Die Frage, ob Breuer mit Bertha Pappenheim ein Verhältnis hatte oder nicht, ist wie schon erwähnt noch nicht erklärt. Verschiedene Aussagen aus dieser Zeit lassen es aber wahrscheinlich sein. Sigmund Freud sprach mit seinem Biographen Ernest Jones ausführlich über die Verstrickung Breuers mit seiner Patientin. In einem früheren Brief an seine Frau Martha Bernays beteuerte er „ihm solle derartiges niemals widerfahren“ I . Der Psychoanalytiker George Pollock warf die Frage auf, ob Breuers starke Reaktionen auf Bertha Pappenheim darin gewurzelt haben könnten, dass er seine gleichnamige Mutter verloren hatte.

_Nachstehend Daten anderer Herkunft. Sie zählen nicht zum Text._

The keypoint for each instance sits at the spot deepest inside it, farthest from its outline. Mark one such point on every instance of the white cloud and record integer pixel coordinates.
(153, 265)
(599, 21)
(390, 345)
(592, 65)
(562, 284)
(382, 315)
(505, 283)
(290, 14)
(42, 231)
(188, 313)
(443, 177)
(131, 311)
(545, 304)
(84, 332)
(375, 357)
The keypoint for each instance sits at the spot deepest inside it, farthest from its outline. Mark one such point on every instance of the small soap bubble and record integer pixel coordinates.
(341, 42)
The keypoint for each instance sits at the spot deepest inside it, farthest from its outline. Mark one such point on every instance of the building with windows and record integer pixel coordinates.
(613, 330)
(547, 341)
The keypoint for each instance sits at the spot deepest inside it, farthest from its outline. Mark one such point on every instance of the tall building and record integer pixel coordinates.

Nietzsches Krankenbild entnahm Irvine D. Yalom dem Nietzsche-Porträt von Stefan Zweig aus dem Jahre 1939. Er hat auf Grund seiner extrem schweren Migräne zahlreiche europäische Ärzte konsultiert. Aus diesem Grund wäre es theoretisch möglich, dass er auch einmal auf Dr. Breuer gestoßen sein könnte. Allerdings unwahrscheinlich ist, dass Lou Salomé ihm dazu „verholfen“ hat, da sie sich laut ihren Biographen, nicht um ihn gekümmert hat.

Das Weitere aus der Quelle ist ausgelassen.